Sono campi di mine finalizzati soprattutto a contrastare eventuali operazioni anfibie russe. Per essere efficace un campo minato deve essere sufficientemente 'denso' di mine. E' quindi verosimile vi siano alcune centinaia di mine, soprattutto ormeggiate sul fondo. Si tratta di un tipo di ordigno che esplode qualora urtato dalla carena di una nave. Non possono essere escluse mine cosiddette a influenza magnetica o attivate per l'onda di pressione causata da una nave che vi passasse sopra, ma ritengo in percentuali minori".
La Marina italiana ha gli assetti per lavorare allo sminamento. "Dovremmo impiegare - rileva l'ammiraglio - i cacciamine classe Gaeta e Lerici, il raggruppamento Subacquei del Varignano, sonar a profondità variabile, droni subacquei a pilotaggio remoto, navi ausiliarie di assistenza logistica per i cacciamine e una nave comando. Dovrebbe essere inoltre prevista una cornice di sicurezza assicurata da navi di scorta". E non sono operazioni che si fanno in pochi giorni. Ogni mina, infatti, sottolinea, "deve essere localizzata e neutralizzata individualmente dagli operatori subacquei o da droni a pilotaggio remoto".

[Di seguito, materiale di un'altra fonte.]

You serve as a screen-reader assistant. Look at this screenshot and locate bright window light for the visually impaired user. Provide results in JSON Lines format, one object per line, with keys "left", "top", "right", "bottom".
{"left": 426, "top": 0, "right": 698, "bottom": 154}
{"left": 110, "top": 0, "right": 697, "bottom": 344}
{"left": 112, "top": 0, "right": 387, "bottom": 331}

Non si tratterebbe comunque di un'attività inedita per la forza armata. Nel 1984, ricorda De Giorgi, "dopo la guerra dello Yom Kippur fra Israele e l'Egitto abbiamo partecipato all'operazione internazionale di sminamento del canale di Suez con il 14/o Gruppo Navale, costituito da tre cacciamine e una nave appoggio. Successivamente, nel 1987 la Marina Italiana è stata impegnata in una prolungata missione in Golfo Persico che ha visto operare 3 fregate, una nave rifornitrice, una nave ausiliaria e tre cacciamine. Nel 1991, sempre nel Golfo Persico, sono stati impegnati 4 cacciamine. In tutte le operazioni svolte, gli equipaggi della Marina hanno brillato per professionalità e competenza".
Non sono interventi privi di pericoli. "Lo sminamento - spiega l'ammiraglio - è di per sé rischioso. Richiede tempi lunghi, buone condizioni meteorologiche e assenza di turbative esterne. E' evidente che un'operazione di tal genere richiederebbe condizioni di tregua fra le parti e un'adeguata cornice di sicurezza".

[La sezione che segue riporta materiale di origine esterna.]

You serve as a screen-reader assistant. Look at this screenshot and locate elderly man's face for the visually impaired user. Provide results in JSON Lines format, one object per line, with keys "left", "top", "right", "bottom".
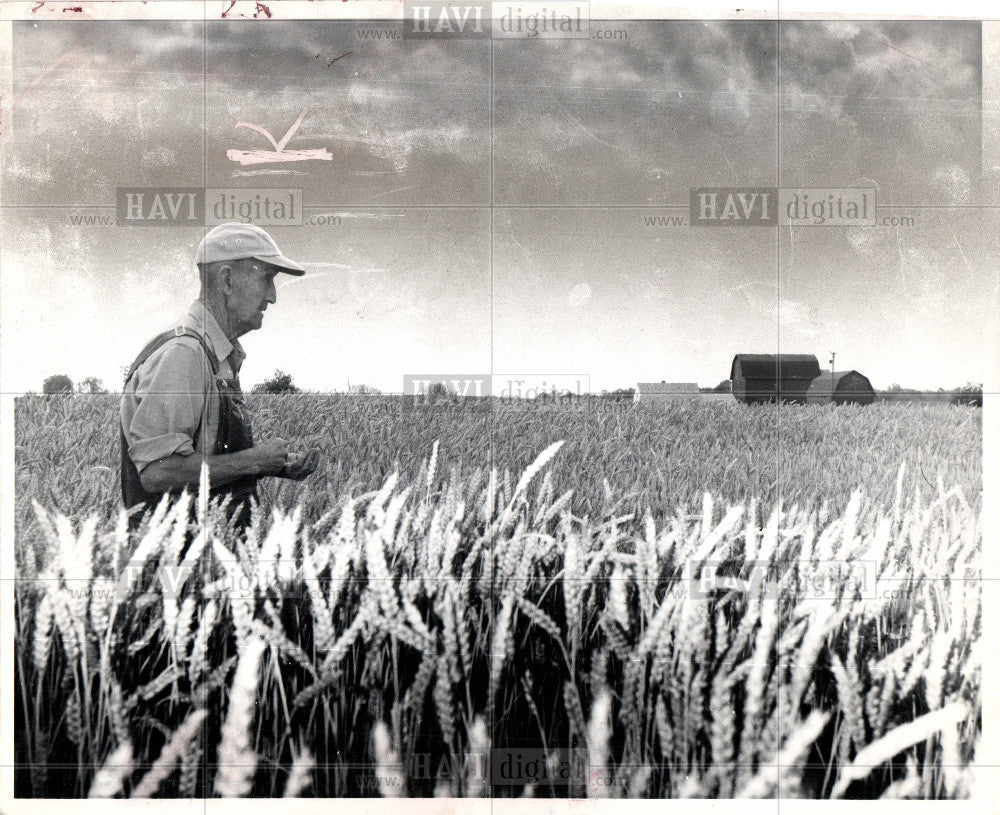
{"left": 227, "top": 260, "right": 278, "bottom": 335}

Dopo lo sminamento dovrebbe esserci la partenza delle navi che trasportano il grano, con un'adeguato servizio di scorta, cui potrebbero partecipare fregate della classe Fremm e navi ausiliarie. Ma anche qui i rischi sono in agguato.
"Condizione vincolante - sottolinea l'ex capo di Stato Maggiore - sarebbe l'accettazione da ambo le parti di una tregua in quelle acque, altrimenti la missione non sarebbe assolvibile in quanto rischierebbe di trasformarsi in uno scontro navale contro la Marina russa. Resta da vedere - aggiunge - che credibilità possa avere un'eventuale promessa russa di non utilizzare per scopi militari contro l'Ucraina i corridoi di mare sminati per far transitare le navi cariche di grano. Infine, vi è sempre il rischio di uno scambio di colpi per malintesi in mare fra navi di scorta e navi russe".